In a recent study published in PLOS ONE, researchers analyzed coronavirus disease 2019 (COVID-19) disinformation on Twitter.
The widespread usage of social media during the COVID-19 pandemic had resulted in an ‘infodemic’ of dis- and misinformation regarding COVID-19, leading to potentially fatal consequences. Understanding the magnitude and impact of this false information is essential for the public health agencies to estimate the behavior of the general population with respect to vaccine uptake and non-pharmaceutical interventions (NPIs) like social distancing and masking.
About the study
In the present study, researchers assessed tweets circulating on Twitter containing the hashtags #Plandemic and #Scamdemic.

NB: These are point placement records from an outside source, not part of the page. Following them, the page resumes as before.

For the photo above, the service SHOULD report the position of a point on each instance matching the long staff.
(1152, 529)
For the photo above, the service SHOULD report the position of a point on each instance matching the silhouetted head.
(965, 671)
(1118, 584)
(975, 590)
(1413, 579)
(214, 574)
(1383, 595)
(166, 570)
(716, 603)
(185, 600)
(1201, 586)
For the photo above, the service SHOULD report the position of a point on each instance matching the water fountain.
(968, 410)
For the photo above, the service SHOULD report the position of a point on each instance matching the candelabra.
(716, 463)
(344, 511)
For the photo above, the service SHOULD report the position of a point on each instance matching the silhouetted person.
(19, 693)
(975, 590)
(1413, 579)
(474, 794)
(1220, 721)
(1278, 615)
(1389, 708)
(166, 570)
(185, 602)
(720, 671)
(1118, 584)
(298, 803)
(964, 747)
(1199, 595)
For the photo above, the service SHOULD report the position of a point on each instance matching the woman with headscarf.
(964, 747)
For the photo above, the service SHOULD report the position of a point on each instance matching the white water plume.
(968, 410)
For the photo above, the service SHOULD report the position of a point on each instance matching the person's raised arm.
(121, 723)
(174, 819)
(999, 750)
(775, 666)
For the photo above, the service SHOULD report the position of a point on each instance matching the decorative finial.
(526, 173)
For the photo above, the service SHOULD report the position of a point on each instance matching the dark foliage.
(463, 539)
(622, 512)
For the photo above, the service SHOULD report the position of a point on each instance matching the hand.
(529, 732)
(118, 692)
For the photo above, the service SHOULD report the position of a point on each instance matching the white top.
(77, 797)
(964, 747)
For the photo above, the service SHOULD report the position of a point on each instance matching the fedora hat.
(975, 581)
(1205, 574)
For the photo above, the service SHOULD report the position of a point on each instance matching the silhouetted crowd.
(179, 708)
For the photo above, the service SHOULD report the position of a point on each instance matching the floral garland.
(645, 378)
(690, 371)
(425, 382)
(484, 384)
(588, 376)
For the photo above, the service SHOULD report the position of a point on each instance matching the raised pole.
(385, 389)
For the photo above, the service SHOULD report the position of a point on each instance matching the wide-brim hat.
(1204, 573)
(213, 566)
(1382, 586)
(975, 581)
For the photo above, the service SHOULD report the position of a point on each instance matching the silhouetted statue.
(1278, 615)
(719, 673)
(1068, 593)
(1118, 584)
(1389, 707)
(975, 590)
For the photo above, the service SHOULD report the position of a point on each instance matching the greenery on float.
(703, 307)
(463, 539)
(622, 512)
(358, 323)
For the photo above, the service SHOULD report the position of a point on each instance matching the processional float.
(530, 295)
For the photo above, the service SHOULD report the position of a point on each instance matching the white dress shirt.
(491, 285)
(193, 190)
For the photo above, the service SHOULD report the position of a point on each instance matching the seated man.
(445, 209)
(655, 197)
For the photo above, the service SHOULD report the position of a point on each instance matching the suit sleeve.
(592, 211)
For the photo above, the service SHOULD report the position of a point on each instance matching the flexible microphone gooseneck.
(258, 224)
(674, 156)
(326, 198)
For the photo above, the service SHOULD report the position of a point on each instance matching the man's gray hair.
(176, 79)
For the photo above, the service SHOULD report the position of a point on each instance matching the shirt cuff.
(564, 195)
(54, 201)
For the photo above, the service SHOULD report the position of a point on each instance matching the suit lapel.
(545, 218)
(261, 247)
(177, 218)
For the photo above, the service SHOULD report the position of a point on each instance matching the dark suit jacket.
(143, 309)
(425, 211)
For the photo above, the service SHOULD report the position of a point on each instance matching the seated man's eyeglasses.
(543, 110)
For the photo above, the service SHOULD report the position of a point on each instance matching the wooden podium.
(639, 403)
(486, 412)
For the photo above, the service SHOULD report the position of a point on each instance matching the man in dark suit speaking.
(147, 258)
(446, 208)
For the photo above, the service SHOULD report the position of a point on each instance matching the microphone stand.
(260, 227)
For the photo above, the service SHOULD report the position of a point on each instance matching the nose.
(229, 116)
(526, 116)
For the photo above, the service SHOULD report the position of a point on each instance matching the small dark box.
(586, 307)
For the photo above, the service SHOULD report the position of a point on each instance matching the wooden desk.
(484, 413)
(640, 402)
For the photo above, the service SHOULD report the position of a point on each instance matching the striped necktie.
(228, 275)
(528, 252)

On 3 January 2021, the team used Twint, a Twitter scraping tool, to collect English-language tweets containing the hashtags #Plandemic or #Scamdemic posted between 1 January and 31 December 2020. On 15 January 2021, the team subsequently employed the Twitter application programming software (API) to obtain the same tweets using corresponding tweet identities. The team provided descriptive statistics for the selected tweets, such as the correlating content of the tweet and user profiles, to determine the availability of the tweets in both datasets developed according to the Twitter API status codes.
Sentiment analysis of the tweets was performed by tokenizing the tweets and cleaning them. The tokens were subsequently transformed into their root form using natural language processing techniques, including lemmatizing, stemming, and removing stop words. Python’s VADER library was employed to recognize and categorize the sentiment of the tweet as either neutral, positive, or negative and the subjectivity of the tweet as either subjective or objective. VADER applied a rule-based analysis of sentiments with a polarity scale ranging between -1 and 1.
The subjective analysis was performed using TextBlob, which labeled each tweet on a scale of zero or objective to one or subjective. Objective tweets were considered to provide facts, while subjective tweets communicated an opinion or a belief. The team visualized a histogram of the subjectivity scores for the #Plandemic and #Scamdemic hashtags. The Python library was also used to label the primary emotion associated with each tweet as fear, anticipation, anger, surprise, trust, sadness, joy, disgust, positive, or negative.
The predominant topics discussed in the tweet library were recognized, and a machine-learning algorithm was applied. This algorithm identified the clusters of tweets using a representative group of words. The words with the highest weights in each cluster were used to define the content of each topic.
The study results showed that a total of 420,107 tweets comprised the hashtags #Plandemic and #Scamdemic. The team removed tweets that were retweets, replies, non-English, or duplicates to retain 227,067 tweets from approximately 40,081 users. Almost 74.4% of the total tweets were posted by 78.4% of the active Twitter users, while 25.6% of the tweets were posted by 21.6% of users whose account was suspended by 15 January 2021. The team noted that users with suspended profiles were likely to tweet more. Users who used both the hashtags had a 29.2% chance of being suspended as opposed to 25.9% for tweets using #Plandemic and 13.2% for tweets using #Scamdemic.
The team found that most of the users were aged 40 years and above. Moreover, the suspended users majorly included males and users aged 18 years and below and 30 to 39 years. Almost 88% of active users and 79% of suspended users tweeted from their personal accounts. Notably, objectivity was displayed by almost 65% of the tweets analyzed.
Emotion analysis of the tweets revealed that fear was the predominant emotion, followed by sadness, trust, and anger. Emotions like surprise, disgust, and joy were the least expressed ones while suspended tweets were more likely to display disgust, surprise, and anger.
The overall sentiment expressed by the tweets containing #Plandemic and #Scamdemic hashtags was negative. The overall mean weekly sentiments were -0.05 for #Plandemic, and -0.09 for #Scamdemic, wherein 1 and -1 denoted completely positive and negative sentiments, respectively.
The most frequently observed tweet topic was ‘complaints against mandates introduced during the COVID-19 pandemic’, which also included complaints against face masks, closures, and social distancing. This was followed by tweets with topics ‘downplaying the dangers of COVID-19’, ‘lies and brainwashing by politicians and the media’, and ‘corporations and global agenda.’
Overall, the study findings showed that the COVID-19-related tweets displayed an overall negative sentiment. While several tweets expressed anger against the restrictions during the pandemic, a significant proportion of tweets also presented disinformation.